Monday, January 3, 2011

For 2011? How about "thought-executing fires"

By Barry Johnson

Well, then, 2011. In yet another calendar year, we plant our flag and await the lightning bolt summoned by the hubris of it all. Because here at Arts Dispatch we recollect:
Blow, winds, and crack your cheeks! rage! blow!/ You cataracts and hurricanoes, spout/ Till you have drench’d our steeples, drown’d the cocks!/ You sulphurous and thought-executing fires, / Vaunt-couriers to oak-cleaving thunderbolts,/ Singe my white head!
Of course, at that point the Fool tells Lear: "... here's a night pities neither wise man nor fool." And advises him to go inside.  He knows that "thought-executing fires" bring an end to the play -- and the blog post -- before its time. So we'll take good advice and go inside and type a bit more.


The presumption at Arts Dispatch is that if you aren't interested in reading about art, you aren't reading the posts. And "reading about art" covers everything from news to commentary to utterly crazy speculation. Also, "criticism." (Sigh.)

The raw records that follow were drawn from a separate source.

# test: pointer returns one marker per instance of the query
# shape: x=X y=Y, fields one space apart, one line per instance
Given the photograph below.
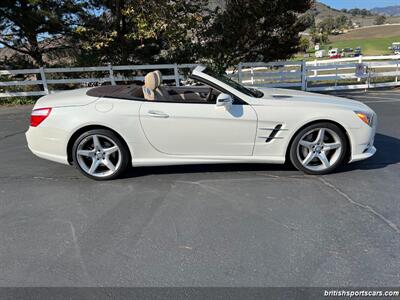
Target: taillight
x=39 y=115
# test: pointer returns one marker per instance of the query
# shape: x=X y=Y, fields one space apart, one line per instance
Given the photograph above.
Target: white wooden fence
x=321 y=75
x=44 y=77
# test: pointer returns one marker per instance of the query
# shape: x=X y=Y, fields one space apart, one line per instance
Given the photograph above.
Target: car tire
x=100 y=154
x=319 y=148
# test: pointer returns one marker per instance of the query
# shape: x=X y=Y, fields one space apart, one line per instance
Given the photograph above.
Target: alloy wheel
x=319 y=149
x=98 y=155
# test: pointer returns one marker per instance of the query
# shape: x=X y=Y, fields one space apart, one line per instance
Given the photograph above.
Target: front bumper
x=362 y=141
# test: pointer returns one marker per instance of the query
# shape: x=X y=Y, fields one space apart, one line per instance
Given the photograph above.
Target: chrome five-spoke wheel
x=318 y=149
x=99 y=154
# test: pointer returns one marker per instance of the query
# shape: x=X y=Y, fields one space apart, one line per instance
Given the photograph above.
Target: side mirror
x=224 y=100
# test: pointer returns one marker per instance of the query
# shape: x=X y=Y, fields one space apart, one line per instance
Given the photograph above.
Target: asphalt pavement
x=210 y=225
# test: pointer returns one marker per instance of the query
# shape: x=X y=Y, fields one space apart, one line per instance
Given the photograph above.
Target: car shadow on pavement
x=204 y=168
x=388 y=153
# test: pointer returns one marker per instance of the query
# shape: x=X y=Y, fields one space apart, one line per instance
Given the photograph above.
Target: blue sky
x=360 y=3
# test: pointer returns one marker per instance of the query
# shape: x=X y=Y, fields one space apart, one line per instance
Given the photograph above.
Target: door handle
x=157 y=114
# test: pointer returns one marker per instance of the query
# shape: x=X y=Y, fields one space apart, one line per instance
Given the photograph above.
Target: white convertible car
x=104 y=130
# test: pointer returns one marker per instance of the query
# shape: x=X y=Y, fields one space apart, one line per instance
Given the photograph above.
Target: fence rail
x=319 y=75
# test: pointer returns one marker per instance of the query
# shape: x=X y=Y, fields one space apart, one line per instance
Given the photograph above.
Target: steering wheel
x=209 y=95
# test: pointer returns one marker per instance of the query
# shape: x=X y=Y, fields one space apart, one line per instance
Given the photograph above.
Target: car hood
x=76 y=97
x=311 y=98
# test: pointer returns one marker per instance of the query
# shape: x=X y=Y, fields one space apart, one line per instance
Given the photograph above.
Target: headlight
x=365 y=117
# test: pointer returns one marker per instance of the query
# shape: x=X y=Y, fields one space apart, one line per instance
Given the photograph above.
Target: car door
x=199 y=129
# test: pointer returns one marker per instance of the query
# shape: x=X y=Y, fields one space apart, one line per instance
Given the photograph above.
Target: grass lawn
x=374 y=46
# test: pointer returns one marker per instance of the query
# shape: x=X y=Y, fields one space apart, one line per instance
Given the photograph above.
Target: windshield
x=225 y=79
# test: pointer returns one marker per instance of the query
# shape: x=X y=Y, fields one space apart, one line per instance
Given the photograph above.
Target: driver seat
x=152 y=89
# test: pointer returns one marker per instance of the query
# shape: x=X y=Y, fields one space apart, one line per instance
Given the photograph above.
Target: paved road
x=232 y=225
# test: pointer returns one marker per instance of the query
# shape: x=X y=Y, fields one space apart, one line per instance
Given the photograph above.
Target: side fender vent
x=273 y=133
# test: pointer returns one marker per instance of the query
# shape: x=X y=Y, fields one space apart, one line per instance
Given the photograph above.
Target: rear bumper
x=48 y=143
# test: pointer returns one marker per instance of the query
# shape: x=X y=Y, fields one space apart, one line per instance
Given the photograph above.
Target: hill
x=381 y=31
x=388 y=11
x=322 y=11
x=373 y=40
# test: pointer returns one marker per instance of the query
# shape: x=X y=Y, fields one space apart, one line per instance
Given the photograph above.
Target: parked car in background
x=334 y=53
x=320 y=53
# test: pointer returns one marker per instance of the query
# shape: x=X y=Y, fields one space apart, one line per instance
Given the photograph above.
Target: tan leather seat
x=152 y=89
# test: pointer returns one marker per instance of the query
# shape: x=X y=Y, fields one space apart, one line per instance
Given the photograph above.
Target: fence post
x=240 y=75
x=303 y=76
x=176 y=74
x=44 y=81
x=112 y=78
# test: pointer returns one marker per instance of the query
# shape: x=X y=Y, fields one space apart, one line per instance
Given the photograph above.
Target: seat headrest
x=152 y=81
x=159 y=75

Yesterday, the New York Times Book Review published a group of essays about the State of Criticism, specifically literary criticism, and we'll be considering it a some length later. For now, we'll just link you up, if you haven't seen it.


The presumption behind arts criticism is freedom of expression. That doesn't exist everywhere. (I suppose one could argue that it doesn't exist absolutely anywhere, but I'm not looking for a metaphysical rabbit hole here.) And one of the places it doesn't exist is Belarus, where the government has cracked down on a politically engaged theater company, the Belarus Free Theater.  Portland theater artists are gathering tonight at Portland Center Stage to express solidarity with their brothers in Belarus. They will read from Being Harold Pinter, "a piece that mixes transcribed statements by Belarusian political prisoners with writings by the award-winning playwright Pinter, who also was a friend and supporter of the troupe." The reading will take place at on the Mezzanine of Portland Center Stage, 128 NW Eleventh Avenue, on Monday, January 3, from 6-7:30 p.m. The event is free and open to the public.

We'd heard from Mr. Peter Ames Carlin himself that he was working on a story about Jay Cunningham, the Portland artist who flashed "star" potential in his quasi-allegorical, quasi-surreal, obsessively detailed paintings in the early '90s. And then disappeared. Carlin gets us up-to-date with Cunningham, who may be BACK this year, with his story in The Oregonian on Sunday. We are a little dubious that the reason he stopped working and exhibiting had only to do with a rampant perfectionism, as the article seemed to argue, because, you know, the chain of causality. What caused the perfectionism? What's really going on when you spend hours repainting individual blades of grass? But still, interesting story, and it will be good to have Cunningham art to puzzle over.


Let's say that for purely psychological reasons, you have a hard time embracing the Western New Year celebration. Or maybe you resist it for political reasons because you reject the culture within which it occurs. (I know you're interested in art, but I have NO idea what your politics are!) Or maybe you were just sick or in transit on Dec. 31. What I'm getting at is that you haven't missed EVERYTHING. In fact, several New Year's celebrations await, and Anne Adams at Culturephile has collected them for you: Russian, Japanese and Chinese New Year's among them. So party well!